Majeed Ramsha, Bester Janette, Kgarosi Kabelo, Strydom Morné
Department of Pharmacology, School of Medicine, Faculty of Health Sciences, University of Pretoria, Pretoria 0002, South Africa.
Department of Physiology, School of Medicine, Faculty of Health Sciences, University of Pretoria, Pretoria 0002, South Africa.
Trop Med Infect Dis. 2025 Aug 14;10(8):228. doi: 10.3390/tropicalmed10080228.

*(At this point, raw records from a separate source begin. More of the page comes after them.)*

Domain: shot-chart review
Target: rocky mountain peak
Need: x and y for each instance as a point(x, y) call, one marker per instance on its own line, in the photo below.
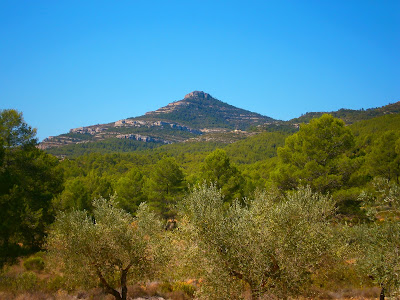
point(198, 94)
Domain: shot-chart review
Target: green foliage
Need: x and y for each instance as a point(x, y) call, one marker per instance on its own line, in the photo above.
point(28, 182)
point(108, 146)
point(129, 189)
point(35, 263)
point(273, 244)
point(379, 254)
point(111, 248)
point(384, 159)
point(316, 156)
point(256, 148)
point(218, 170)
point(165, 186)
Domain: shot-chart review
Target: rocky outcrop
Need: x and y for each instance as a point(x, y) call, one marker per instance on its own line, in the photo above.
point(142, 138)
point(149, 124)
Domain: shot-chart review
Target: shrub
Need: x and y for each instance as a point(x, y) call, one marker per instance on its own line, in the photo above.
point(34, 263)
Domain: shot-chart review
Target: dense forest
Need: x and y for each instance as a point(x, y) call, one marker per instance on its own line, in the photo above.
point(312, 212)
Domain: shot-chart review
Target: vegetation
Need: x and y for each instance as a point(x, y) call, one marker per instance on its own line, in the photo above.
point(109, 247)
point(268, 214)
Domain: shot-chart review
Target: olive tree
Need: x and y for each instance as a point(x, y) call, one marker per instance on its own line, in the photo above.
point(107, 249)
point(271, 244)
point(379, 241)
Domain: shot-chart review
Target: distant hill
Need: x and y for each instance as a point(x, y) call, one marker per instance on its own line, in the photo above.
point(197, 118)
point(350, 116)
point(196, 115)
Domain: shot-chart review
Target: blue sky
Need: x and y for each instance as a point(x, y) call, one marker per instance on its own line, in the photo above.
point(66, 64)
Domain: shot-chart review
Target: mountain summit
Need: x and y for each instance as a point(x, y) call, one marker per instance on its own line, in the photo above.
point(197, 113)
point(197, 94)
point(200, 110)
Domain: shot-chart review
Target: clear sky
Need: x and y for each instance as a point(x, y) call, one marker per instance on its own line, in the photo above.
point(66, 64)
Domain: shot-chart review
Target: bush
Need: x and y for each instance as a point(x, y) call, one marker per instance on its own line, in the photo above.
point(34, 263)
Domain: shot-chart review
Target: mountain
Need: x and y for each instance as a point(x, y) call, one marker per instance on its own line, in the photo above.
point(198, 113)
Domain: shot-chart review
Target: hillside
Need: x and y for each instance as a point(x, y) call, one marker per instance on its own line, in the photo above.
point(196, 115)
point(197, 118)
point(351, 116)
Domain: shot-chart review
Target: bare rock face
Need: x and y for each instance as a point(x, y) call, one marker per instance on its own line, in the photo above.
point(198, 94)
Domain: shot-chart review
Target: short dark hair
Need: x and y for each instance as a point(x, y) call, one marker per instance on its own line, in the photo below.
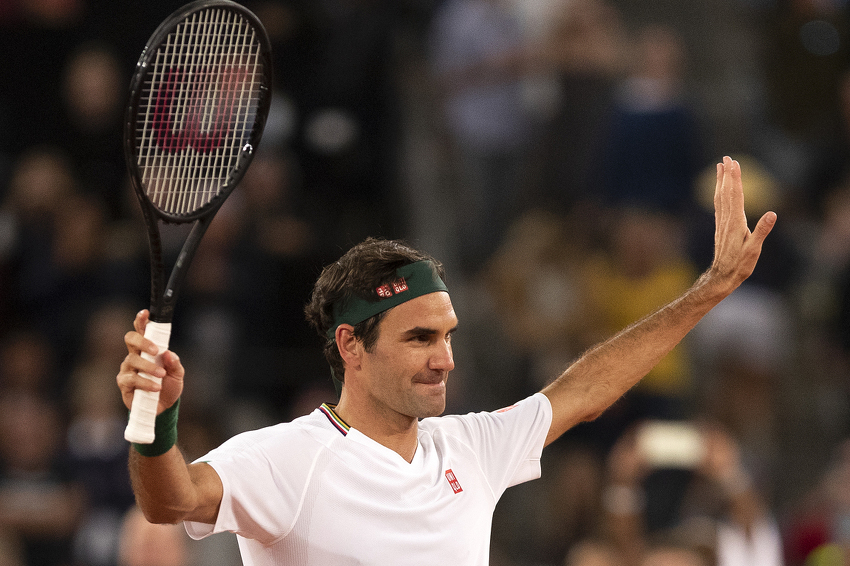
point(362, 269)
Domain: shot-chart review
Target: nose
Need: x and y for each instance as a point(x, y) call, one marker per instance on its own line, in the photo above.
point(442, 358)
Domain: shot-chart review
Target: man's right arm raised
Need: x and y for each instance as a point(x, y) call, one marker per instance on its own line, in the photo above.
point(166, 488)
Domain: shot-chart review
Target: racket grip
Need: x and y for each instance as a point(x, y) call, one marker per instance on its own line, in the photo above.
point(140, 428)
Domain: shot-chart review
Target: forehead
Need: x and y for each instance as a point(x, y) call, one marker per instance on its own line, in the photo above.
point(433, 311)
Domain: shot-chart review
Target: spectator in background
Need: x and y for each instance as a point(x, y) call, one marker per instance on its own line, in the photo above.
point(94, 91)
point(95, 439)
point(587, 50)
point(651, 116)
point(640, 266)
point(718, 509)
point(40, 504)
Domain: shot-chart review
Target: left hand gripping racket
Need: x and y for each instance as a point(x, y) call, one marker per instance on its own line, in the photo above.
point(198, 102)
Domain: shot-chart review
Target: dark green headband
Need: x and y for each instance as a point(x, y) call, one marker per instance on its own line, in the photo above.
point(412, 280)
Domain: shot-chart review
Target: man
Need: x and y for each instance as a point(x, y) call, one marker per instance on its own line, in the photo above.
point(380, 479)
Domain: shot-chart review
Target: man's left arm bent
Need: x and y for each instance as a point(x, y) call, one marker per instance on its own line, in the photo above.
point(606, 371)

The World Health Organization (WHO) declared snakebite envenoming (SBE) as a neglected tropical disease in 2017. Antivenom is the gold standard of treatment, but many healthcare barriers exist, and hence, affected populations are often unable to access it. The challenge is further perpetuated by the lack of attention from national health authorities, poor regulatory systems and policies, and mismanagement of antivenom. This study aims to map the evidence regarding snake antivenom regulations globally and identify gaps in the literature to inform future research and policy. This review was conducted using the original Arksey and O'Malley framework by three independent reviewers, and the results were reported using the Preferred Reporting Items for Systematic reviews and Meta-Analysis Extension for Scoping Reviews (PRISMA-ScR). A search strategy was developed with assistance from a librarian, and six databases were searched: PubMed, SCOPUS, ProQuest Central, Africa Wide Web, Academic Search Output, and Web of Science. Screening was conducted independently by the reviewers, using Rayyan, and conflicts were resolved with discussions. A total of 84 articles were included for data extraction. The major themes that emerged from the included studies were regarding antivenom availability, accessibility, manufacturing, and regulations. The study revealed massive gaps in terms of policies governing antivenom management, especially in Asia and Africa. The literature does not offer sufficient evidence on management guidelines for antivenom in the endemic regions, despite identifying the challenges in supply. However, significant information from Latin America revealed self-sufficient production, involvement of national health bodies in establishing efficient regulations, effective distribution nationally and regionally, and technology sharing to reduce SBE-related mortality.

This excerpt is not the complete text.